Lorenzo Mur and María Santos, two young researchers from the I3A have been this year's winners of the first prize in the most prestigious conference currently in the field of computer vision, the Computer Vision and Pattern Recognition (CVPR), for their participation in the Second Joint Egocentric Vision Workshop, held recently in the United States. With their work, they were able to beat more than 40 international teams.
A recognition “very important for us, it motivates us to continue researching with more strength in the field of egocentric vision or vision from a first-person point of view, to help people,” they explain. In addition, they underline the fact that sometimes “it is not necessary to have a lot of computational capacity, but by introducing intelligent strategies, even with academic resources, we can make a contribution to our field”.

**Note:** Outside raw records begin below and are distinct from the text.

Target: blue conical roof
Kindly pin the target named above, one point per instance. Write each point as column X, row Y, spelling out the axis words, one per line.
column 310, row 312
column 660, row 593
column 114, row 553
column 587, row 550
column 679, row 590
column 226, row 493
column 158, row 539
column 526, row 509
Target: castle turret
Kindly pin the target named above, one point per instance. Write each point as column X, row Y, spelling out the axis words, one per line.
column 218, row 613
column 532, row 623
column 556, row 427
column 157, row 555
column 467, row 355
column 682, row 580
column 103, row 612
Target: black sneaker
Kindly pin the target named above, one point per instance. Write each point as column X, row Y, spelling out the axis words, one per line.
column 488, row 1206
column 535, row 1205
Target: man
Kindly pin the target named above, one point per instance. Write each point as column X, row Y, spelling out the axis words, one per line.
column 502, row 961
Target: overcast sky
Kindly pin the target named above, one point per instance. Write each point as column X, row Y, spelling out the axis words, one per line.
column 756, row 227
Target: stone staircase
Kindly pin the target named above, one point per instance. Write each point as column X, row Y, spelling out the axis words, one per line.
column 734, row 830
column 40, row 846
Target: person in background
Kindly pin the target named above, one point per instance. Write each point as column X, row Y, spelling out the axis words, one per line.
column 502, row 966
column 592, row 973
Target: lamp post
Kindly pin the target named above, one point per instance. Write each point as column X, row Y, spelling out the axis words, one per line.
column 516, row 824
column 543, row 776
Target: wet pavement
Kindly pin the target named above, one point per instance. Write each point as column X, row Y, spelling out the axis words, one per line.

Both are part of the Robotics, Computer Vision and Artificial Intelligence Group (Ropert). Lorenzo Mur was already awarded last year in this same congress, the most relevant international congress in computer vision.
A paper on egocentric vision
In the proposal they presented, they started with two cameras, one that moves, which could be that of a robot or a person, with the new camera glasses, and another that is fixed, such as a surveillance camera, another robot, an assistant, etc. From that point on, they are able to identify an object from one camera in the other. "For example, if a person is looking at a particular object, we are able to identify it on the fixed camera and vice versa. This, which might seem easy, is quite complicated as an object can be half covered or deformed in one of the cameras. There may also be several similar objects and it may not be easy to know which one is which. In addition, the camera worn by the person is constantly moving, so that many objects appear blurred".
Their research in computer vision allows them to identify the object at pixel level, that is, to know exactly which point of the image belongs to the object and which doesn't. "Our strategy, like many others that competitors have used, is based on artificial intelligence systems (neural networks) learning by showing thousands of videos, but unlike others, we have used other neural networks to help our system learn and then deduce the correct answer. In addition, we have invented a technique to help differentiate objects that are close to each other," explain María Santos and Lorenzo Mur.
More than 1000 hours of video
Last year saw the release of the largest and most comprehensive set of videos (it's over 1000 hours long) that exists on egocentric vision, EgoExo4D. "It has a lot of useful information and because it is so relevant and has so much potential, we decided to make the most of it to advance our research. When the challenge was announced, we had already been working on this task for some time, so we decided to participate," they say.
In total, some 40 teams from different countries participated. The challenge they faced "was very exciting, until the last day you didn't know what position you were in or if there was a much better team in another part of the world. Every day, our results were improving, but without knowing if they were enough to win, since we were competing with some of the best research laboratories in the world, from universities and leading technology centers, which are also working on this type of technology".
Lorenzo Mur and María Santos studied Industrial Technologies Engineering at the University of Zaragoza, he did the master's degree in Robotics, Graphics and Computer Vision and she did the master's degree in Industrial Engineering. They are currently pursuing their PhD in the Systems Engineering and Computer Science program, supervised by José J. Guerrero and Rubén Martínez-Cantín. Alejandro Pérez-Yus and Jesús Bermúdez-Cameo have also participated in the work they have brought to the Computer Vision Congress.
Looking ahead, both intend to continue in the world of research. “Right now, our main goal is to finish the thesis and continue developing our work in this line.”
They consider their experience in the RoPeRT research group and in the I3A "very enriching. It is an environment with people very involved and eager to continue in constant training, always aware of new advances in our field. We have the supervision of researchers who, in addition to having a lot of experience, are close to us and value people, which allows us to work in a safe and motivating environment. This is allowing us to grow a lot both technically and personally", they emphasize.
This is the second year that the Robotics, Computer Vision and Artificial Intelligence research group (RoPeRT) obtains this international recognition at the Computer Vision Congress, the most important in the world in this field.